Because his father stole his mother just after she married someone from her own tribe, that same tribe steals his own wife, Borte, after Temujin’s marriage. Because the Tatárs killed his father, he eventually exterminates them. And the “iron logic” that dictates his activities recalls the iron in the wheel, whose circularity predicts that very recurrence.

Temujin’s early quarrel with a half-brother echoes with particular resonance:

One day, with a freshly sharpened juniper
arrow, he brought down a lark, and his

half-brother, Bekter, nearly his age,
reaching the bird first, refused to give it up.

Who deserves the bird: he who shoots it or he who gathers it first? Does that question have an answer? Temujin thinks so. He concludes that Bekter “at each moment relentlessly / disputed and clearly forever would / dispute everything Temujin possessed,” rehearsing his early tendency ad infinitum. And he promptly kills his rival with an arrow (which parallels the slaughter of the lark).

With a dear friend, Jamuqa, Temujin replays his relationship with Bekter. “They swore they were anda, / brothers,” Bidart writes; like Temujin and Bekter, they are nearly brothers, not quite. “They sharpened arrows—juniper, cypress.” These arrows not only evoke the half-brothers’ extra-deadly hunt; they foreshadow Temujin’s killing of Jamuqa, too: the crowning moment of their own rivalry.

Competition colors even the friends’ most intimate moments. “They lay all night under the same blanket,” Bidart writes, and yet

For either to have expressed desire, to have
reached, would have been to offer the object of desire

It could not be done.

Suddenly the “sharpening of arrows” during their brotherhood ceremony takes on new meaning. And that double-symbolism illuminates another theme: in the world of the poem, love and murder imply each other. Thus Temujin’s devotion to his father leads him to kill the Tátars, and the children whom Temujin orphans become his most loyal followers.

What sends this friendship shooting, swift as an arrow, from affection to bloodshed? Rivalry, of course. Temujin wins more followers than Jamuqa, and is eventually elected Khan, partly because he is a descendant of royalty whereas Jamuqa is “merely descended from a favorite concubine.” As in the squabble with the half-brother over the lark, we might doubt the terms of the competition. What’s the implication of basing such significant contests on questionable grounds? Even as rivalry proves key to advancing the narrative—it anchors several crucial moments—does it also come to seem inherently foolish?

Jamuqa eventually becomes Temujin’s enemy; captured, he says:

What you must do is kill me.

I will never accede to your power.

Alive, I will rally your enemies.

Dead, I will, in their eyes, just be one more fool.

Even in this comment—which might sound like a surrender—Jamuqa does not “accede” to Temujin’s power.

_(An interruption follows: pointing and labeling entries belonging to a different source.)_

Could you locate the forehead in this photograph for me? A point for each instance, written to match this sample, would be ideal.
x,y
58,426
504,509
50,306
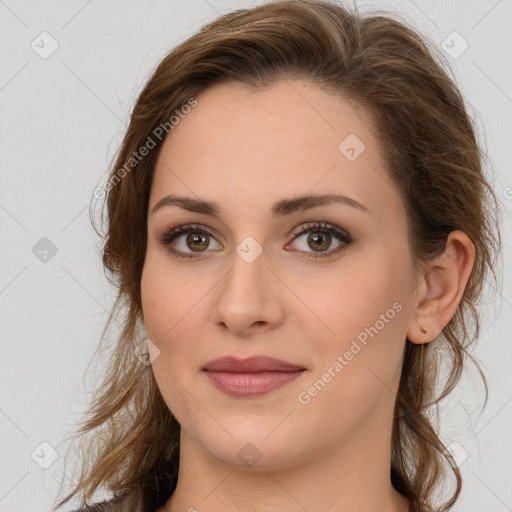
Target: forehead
x,y
256,146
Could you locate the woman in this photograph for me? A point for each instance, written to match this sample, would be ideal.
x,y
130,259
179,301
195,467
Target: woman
x,y
300,228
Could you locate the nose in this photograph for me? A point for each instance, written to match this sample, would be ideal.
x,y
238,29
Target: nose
x,y
247,299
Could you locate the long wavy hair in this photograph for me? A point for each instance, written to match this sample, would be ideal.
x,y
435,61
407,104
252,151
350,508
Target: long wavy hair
x,y
128,440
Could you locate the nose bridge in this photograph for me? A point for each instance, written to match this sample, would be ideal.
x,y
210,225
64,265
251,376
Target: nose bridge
x,y
246,296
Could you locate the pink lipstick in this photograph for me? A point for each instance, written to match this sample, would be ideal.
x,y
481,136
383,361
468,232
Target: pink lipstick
x,y
249,377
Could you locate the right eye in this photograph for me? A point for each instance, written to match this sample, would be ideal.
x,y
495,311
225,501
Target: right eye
x,y
196,237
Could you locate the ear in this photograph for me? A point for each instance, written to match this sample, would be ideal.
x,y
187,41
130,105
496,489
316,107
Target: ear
x,y
440,288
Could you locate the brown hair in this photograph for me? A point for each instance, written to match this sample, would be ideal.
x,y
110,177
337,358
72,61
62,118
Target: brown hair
x,y
130,441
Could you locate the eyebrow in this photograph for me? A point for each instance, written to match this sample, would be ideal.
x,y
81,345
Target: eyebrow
x,y
279,209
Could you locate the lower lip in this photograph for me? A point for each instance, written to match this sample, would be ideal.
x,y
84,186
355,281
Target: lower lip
x,y
251,384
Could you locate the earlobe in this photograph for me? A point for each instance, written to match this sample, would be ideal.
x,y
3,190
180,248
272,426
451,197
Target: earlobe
x,y
444,284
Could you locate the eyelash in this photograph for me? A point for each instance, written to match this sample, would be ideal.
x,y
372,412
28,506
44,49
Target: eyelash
x,y
168,237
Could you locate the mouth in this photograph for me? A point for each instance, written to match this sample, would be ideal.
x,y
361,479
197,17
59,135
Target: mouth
x,y
254,376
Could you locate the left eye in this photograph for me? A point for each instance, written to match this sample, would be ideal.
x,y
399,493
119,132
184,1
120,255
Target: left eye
x,y
319,237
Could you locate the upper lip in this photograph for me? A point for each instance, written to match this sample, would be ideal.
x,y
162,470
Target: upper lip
x,y
252,364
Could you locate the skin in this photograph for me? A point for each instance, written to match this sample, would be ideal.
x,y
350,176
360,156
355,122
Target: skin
x,y
246,149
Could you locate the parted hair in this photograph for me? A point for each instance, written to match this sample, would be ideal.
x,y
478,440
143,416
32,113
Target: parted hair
x,y
128,440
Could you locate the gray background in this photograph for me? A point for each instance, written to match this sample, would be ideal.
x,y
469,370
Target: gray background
x,y
63,116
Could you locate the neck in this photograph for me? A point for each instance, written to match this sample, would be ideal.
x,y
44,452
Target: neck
x,y
351,476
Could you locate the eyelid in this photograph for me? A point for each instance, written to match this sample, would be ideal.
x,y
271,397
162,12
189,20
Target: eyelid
x,y
343,236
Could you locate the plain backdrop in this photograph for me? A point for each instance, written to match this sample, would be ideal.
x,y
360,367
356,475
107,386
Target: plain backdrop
x,y
69,74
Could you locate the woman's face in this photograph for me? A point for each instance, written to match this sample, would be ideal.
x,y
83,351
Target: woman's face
x,y
265,276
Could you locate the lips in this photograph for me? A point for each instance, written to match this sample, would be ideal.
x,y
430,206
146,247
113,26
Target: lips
x,y
250,377
252,364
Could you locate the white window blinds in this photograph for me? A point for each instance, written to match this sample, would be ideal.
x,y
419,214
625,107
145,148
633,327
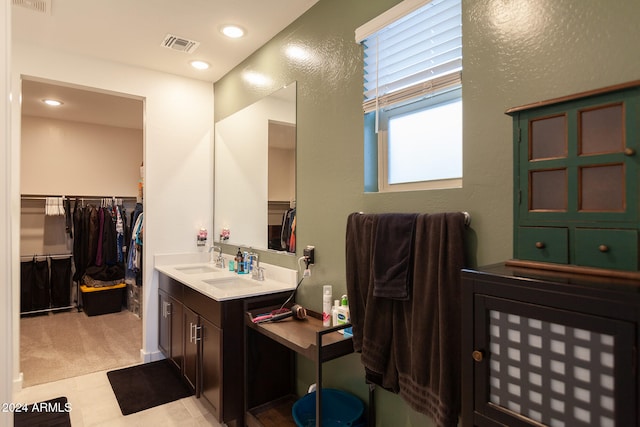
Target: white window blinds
x,y
416,55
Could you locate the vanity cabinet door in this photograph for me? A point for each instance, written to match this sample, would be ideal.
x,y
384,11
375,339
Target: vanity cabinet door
x,y
191,344
211,361
170,329
546,348
177,333
164,324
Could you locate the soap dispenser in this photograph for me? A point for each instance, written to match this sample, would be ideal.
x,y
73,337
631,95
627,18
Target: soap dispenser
x,y
239,266
343,316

He orders his own execution and defines the terms of both his life and death; somehow, he manages to beat Temujin even now. And once Temujin finally agrees, the body presents a haunting sight: “the head was severed”—yet another echo of the wheel that cursed Temujin’s neck so long ago.

For the wheel is, in various ways, “impossible to throw off.” Not only does it set the repetitive pattern of Temujin’s life; it also haunts his dreams:

Too often now he woke with his mouth
gasping above water, the great wooden

wheel around his neck now

buoy, now too
heavy to lift.

The wheel both threatens him and keeps him afloat. Perhaps it resembles human relationships—that other force that both sinks and saves us.